Sodium lauryl sulfate is added to many children’s cleansers for the fun bubbling effect. (I admit to being a Mr. Bubble fan myself). However, sodium lauryl sulfate is a known, documented skin irritant. According to Dr. Leslie Baumann’s Cosmetic Dermatology text, “[Sodium lauryl sulfate] is such a consistent irritator for skin with an impaired barrier that it is actually used in ‘challenge patch tests’ to evaluate the barrier function of skin…it strips the natural lipids from the skin, disrupting the barrier and rendering it more susceptible to external irritants.” In The DERMADoctor Skinstruction Manual, dermatologist Dr. Audrey Kunin further advises that sodium lauryl sulfate has been additionally blamed on “chapped lips and perioral dermatitis, a rash around the mouth.”

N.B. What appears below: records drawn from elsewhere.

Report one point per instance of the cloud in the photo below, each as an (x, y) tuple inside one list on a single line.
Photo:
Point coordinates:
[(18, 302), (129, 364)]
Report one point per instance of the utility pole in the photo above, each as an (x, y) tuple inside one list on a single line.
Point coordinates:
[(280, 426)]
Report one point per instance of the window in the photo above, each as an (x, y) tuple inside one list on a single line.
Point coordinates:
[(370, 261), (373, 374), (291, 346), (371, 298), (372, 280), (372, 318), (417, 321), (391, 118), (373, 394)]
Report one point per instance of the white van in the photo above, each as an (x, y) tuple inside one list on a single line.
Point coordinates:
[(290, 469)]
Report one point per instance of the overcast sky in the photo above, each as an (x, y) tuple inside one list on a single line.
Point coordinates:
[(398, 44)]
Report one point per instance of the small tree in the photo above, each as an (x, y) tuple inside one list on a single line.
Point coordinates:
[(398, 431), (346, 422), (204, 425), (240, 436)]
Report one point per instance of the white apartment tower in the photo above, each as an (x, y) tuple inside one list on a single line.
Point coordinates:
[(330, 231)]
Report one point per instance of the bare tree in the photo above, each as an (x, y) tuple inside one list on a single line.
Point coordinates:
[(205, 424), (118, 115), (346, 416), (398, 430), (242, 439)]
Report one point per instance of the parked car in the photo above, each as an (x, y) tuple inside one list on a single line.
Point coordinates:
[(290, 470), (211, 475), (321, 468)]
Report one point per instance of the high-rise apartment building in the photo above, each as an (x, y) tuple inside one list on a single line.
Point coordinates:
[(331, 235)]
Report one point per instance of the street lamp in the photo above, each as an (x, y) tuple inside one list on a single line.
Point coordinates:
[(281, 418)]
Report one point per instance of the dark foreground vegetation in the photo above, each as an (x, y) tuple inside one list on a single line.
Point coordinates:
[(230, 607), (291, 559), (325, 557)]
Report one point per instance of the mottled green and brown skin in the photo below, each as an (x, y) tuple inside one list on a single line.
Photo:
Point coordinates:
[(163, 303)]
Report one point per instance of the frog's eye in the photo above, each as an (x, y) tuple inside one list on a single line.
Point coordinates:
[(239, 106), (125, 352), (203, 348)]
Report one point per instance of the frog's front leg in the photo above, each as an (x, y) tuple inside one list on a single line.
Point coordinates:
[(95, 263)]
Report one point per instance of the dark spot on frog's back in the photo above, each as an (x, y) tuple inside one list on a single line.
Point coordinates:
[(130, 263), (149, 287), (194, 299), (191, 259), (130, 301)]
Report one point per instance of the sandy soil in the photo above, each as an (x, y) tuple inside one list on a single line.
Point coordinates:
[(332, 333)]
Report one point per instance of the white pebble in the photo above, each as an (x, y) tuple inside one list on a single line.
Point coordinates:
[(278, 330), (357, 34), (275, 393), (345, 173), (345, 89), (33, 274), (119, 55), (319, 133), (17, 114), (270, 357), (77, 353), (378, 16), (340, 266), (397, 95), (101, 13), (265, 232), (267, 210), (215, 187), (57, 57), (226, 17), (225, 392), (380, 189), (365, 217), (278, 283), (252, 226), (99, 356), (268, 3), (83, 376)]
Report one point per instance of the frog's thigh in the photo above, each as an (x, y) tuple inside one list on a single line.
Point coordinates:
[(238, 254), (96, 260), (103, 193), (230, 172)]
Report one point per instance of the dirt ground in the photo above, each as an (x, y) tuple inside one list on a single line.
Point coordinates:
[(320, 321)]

Applying lotion after a bath or shower is an excellent way to keep your child’s skin feeling hydrated and soft, particularly in the colder winter months. A petrolatum-rich lotion especially locks in the moisture; an excellent choice is Theraplex ($16.50, Theraplex.com ). And if you prefer all-natural skin care without petrolatum, I like Whish Body Butter ($24.00, Amazon.com ).
5. Visit a pediatric dermatologist with any signs of skin trouble.
Pediatric dermatologists are great because they specialize in common pediatric skin diseases and conditions. (I myself am thinking of becoming one, partly because I love children, and partly because I don’t know if I will ever stop joking around long enough to deal with adults all day, see below). To find a pediatric dermatologist in your area, a fairly reliable locator (through HealthGrades.com) is here.
It’s never to early to teach your children how to take care of his or her skin. Start healthy habits early with limited sun exposure, non-absorbed sunscreens, non-irritating cleansers, and post-bath lotions. And don’t forget to consult a pediatric dermatologist at any signs of trouble!